Günün Portresi
İstiklal Savaşının kadın savaşçılarından olan Makbule Hanım 1902 Yılında Gördes’te doğdu. Babası halr tüccarı Abdullah Bey, annesi Zelıha Hanımdır. Kalabalık olan ailesinin küçük bir çiftliği ve tarım arazileri vardı. Ağabeyi Asım ve kardeşi İbrahim ile Makbule'ye babası çiftlik evlerinde ata binmeyi vesilah kullanmayı öğretir 12 yaşında babası Abdullah Efendi'yi kaybeden Makbule Ağabeylerinin himayesi altında büyüdü. Makbule Hanım, Eylül 1920'de Ustrumcalı Halil Efe ile evlendi.
Makbule
ile evlenen Halil Efe Çerkez Ethem’e bağlı olarak düşmanla çarpışan bir çete
reisiydi. 23 Ocak 1921 günü Gördes’in
Kayacık köyünde Çerkez Ethem ile müfreze
kumandanları toplanmışlar, Çerkez Ethem'i soru yağmuruna tutmuşlardır. Ethem'in
niyetinin kötü olduğunu sezen Parti Pehlivan ve Halil Efe, Ethem’i TBMM
Kuvvetlerine teslim olmaya ikna edememişlerdi. Ethem tüm top makinalılarla
Yunan’a geçmek istediğini söyleyince Halil Efe ve Parti Pehlivan silahlarla
birlikte orduya teslim oldular. Daha sonra her iki efe de kızanları ile birlikte
Demirci Kaymakamı İbrahim Ethem Betin başında bulunduğu Demirci Akıncılarına
katıldılar.
Makbule
Hanım eşi ile savaşmaya karar vererek dağa Halil Efe’nin yanına gelir.
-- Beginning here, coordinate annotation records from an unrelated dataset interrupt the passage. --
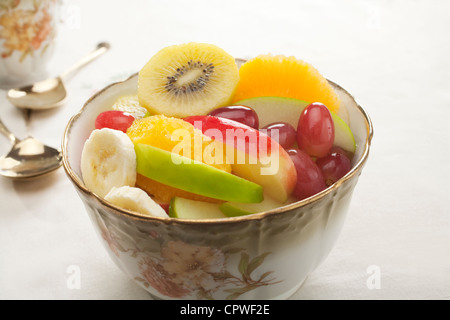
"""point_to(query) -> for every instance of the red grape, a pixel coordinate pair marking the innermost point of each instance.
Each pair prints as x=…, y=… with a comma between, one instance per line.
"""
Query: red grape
x=242, y=114
x=309, y=177
x=334, y=166
x=315, y=131
x=114, y=119
x=286, y=136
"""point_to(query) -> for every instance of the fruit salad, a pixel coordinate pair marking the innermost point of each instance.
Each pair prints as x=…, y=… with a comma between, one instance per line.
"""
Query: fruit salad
x=205, y=139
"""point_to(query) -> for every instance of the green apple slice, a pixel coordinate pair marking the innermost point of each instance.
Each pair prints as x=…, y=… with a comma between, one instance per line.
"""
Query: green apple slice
x=235, y=209
x=194, y=176
x=289, y=110
x=192, y=209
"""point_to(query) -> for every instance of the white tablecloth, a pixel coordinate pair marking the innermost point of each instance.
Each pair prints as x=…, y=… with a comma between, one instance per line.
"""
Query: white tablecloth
x=393, y=56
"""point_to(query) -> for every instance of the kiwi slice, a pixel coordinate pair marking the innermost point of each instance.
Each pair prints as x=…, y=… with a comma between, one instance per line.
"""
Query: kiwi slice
x=187, y=79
Halil Efe ısrarla Makbule'yi geri göndermeye
çabalar, çok dil döker, ters davranır, tehdit eder, ama hiçbiri işe yaramaz. İkisi
de birbirlerini ikna edemez. Bunun üzerine Makbule Hanım İbrahim Ethem Bey’in
huzuruna çıkarak savaşmak istediğini, iyi silah kullandığını iyi ata bindiğini
anlatır. Savaşçıya ihtiyacı olan İbrahim Ethem Bey ikna olur, Halil Efeyi de
ikna eder. Böylece Makbule Hanım henüz 19 yaşında ve bir yıllık evli iken 7
Kasım 1921'de eşi Halil Efe’nin de mensup olduğu Demirci Akıncılarına katılır. Yunan birlikleriyle
çeşitli çatışmalara katılmaya başlar.
Demirci
Akıncılarını lideri Demirci Kaymakamı İbrahim Ethem Bey hatıralarında Makbule
Hanım'ı şöyle anlatmıştır: ''Kendisi siyah pantolon, ceket ve uzun bir manto
giyer, ayağında daima çizme ve başında da siyah başlık ve daima örtülü olup,
yalnız gözleri meydanda bulunurdu. Kısa bir Japon filintası taşır ve düşmandan
ele geçirilmiş güzel bir doru ata biner ve daima müfrezenin dümdarı (artçısı)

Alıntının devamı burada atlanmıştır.